April was the best month ever for the Vanguard S&P 500 ETF (VOO), which pulled in $20.9 billion in net inflows, the fund’s largest intake in the fund’s 15-year history.
That figure was more than triple March’s $6.4 billion and ranks as the fifth-largest monthly haul for any ETF on record, according to Bloomberg.
Much of that was driven by retail traders trying to buy the dip after a brutal start to the month, according to The Kobeissi Letter.
“FOMO is resurfacing,” the newsletter wrote, pointing to record retail buying levels.
Markets opened April in chaos, with President Trump’s “Liberation Day” tariffs sparking a $5 trillion sell-off in just two days.
But since bottoming on April 7, the S&P 500 has rebounded nearly 13%, trimming its year-to-date losses to just 4.3% — a dramatic reversal from the nearly 17% slump seen in early April.
The recovery coincided with a collapse in the CBOE Volatility Index (VIX), which dropped 50% in April — its second-biggest monthly plunge in history, noted analyst Charlie Bilello.
Dead cat bounce or new bull market?
Wall Street remains split on whether the rebound signals a true market bottom or a dead cat bounce.
Veteran investor James “Rev Shark” DePorre called the rally a “record-setting bull trap,” pointing to the extreme volatility that followed Trump’s tariff surprise.
But not everyone is sounding alarms. Strategists at Morgan Stanley, for example, argue the comeback in stocks has legs.
After briefly breaching the lower bound of the firm’s projected trading range, the S&P 500 bounced back in a move they see as a “tradable rally” led by beaten-down cyclicals, low-quality names, and pricey growth stocks.
“Current levels should provide a tradable rally,” wrote a team of analysts led by Michael J. Wilson.

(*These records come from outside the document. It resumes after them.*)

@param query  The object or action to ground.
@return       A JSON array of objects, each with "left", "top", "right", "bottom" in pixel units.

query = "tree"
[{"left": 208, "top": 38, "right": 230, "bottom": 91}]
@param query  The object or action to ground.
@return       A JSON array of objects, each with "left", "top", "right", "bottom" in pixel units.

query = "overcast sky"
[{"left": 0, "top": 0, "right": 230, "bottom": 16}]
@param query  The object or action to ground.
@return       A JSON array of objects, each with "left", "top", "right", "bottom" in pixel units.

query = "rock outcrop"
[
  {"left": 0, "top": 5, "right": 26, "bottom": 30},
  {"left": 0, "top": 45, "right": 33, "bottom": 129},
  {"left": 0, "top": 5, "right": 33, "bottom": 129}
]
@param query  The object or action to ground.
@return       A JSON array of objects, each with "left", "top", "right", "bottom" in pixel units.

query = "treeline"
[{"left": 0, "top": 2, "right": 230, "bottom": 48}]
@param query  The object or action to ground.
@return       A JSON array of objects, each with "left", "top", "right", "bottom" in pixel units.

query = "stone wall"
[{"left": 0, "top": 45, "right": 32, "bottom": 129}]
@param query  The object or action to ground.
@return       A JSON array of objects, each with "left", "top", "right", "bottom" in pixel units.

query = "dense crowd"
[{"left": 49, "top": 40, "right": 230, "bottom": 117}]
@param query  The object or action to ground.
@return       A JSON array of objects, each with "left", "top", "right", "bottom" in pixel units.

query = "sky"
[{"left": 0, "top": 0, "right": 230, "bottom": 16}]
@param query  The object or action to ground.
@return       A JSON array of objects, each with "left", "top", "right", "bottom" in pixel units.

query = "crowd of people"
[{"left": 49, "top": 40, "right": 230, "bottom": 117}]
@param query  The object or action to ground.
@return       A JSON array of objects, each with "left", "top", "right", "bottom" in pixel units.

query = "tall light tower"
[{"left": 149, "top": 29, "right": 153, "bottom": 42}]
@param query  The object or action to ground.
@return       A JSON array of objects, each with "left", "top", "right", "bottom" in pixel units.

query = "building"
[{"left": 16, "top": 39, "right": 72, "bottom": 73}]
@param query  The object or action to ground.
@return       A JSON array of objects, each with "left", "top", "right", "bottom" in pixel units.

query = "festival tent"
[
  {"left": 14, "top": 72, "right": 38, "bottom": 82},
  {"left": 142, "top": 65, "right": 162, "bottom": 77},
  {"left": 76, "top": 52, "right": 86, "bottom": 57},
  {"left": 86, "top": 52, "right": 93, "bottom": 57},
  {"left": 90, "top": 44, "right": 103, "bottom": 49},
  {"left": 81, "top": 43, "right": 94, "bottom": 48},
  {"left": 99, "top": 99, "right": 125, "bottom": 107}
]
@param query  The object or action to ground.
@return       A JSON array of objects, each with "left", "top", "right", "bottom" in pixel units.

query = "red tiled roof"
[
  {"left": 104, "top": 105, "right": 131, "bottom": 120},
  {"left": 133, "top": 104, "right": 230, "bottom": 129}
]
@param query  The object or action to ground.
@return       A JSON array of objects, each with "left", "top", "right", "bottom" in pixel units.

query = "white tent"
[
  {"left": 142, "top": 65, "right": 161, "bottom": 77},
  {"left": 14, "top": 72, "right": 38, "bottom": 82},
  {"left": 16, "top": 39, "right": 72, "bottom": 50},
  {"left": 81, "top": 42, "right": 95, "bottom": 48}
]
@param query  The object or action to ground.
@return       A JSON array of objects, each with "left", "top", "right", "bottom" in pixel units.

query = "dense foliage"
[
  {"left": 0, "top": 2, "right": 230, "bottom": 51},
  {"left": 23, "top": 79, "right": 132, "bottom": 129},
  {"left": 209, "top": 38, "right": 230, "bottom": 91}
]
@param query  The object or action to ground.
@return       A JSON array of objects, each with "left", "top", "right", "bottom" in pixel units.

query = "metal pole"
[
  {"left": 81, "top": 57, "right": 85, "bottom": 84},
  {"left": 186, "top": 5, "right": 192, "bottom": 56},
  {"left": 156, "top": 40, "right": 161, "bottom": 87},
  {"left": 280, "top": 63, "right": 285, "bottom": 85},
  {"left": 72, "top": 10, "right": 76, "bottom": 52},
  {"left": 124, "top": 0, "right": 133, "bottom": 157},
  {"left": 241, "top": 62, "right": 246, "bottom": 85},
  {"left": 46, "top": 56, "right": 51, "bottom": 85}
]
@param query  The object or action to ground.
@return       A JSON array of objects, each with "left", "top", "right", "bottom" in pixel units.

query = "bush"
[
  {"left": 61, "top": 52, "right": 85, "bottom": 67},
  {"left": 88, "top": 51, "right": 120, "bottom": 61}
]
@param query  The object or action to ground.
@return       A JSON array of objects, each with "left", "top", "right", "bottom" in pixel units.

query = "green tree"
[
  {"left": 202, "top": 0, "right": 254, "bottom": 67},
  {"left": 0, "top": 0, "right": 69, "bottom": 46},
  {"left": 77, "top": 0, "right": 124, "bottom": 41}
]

While Trump’s first 100 days have shaken confidence, Morgan Stanley believes investors will soon shift focus toward the more market-friendly parts of his economic agenda.
Signs of de-escalation are already emerging. The administration confirmed it plans to meet with Chinese officials in Switzerland to restart trade talks.
The first goal is “a mutual agreement” on how to “build off-ramps from the complicated relationship that we’re in right now when it comes to trade,” a senior official told Politico.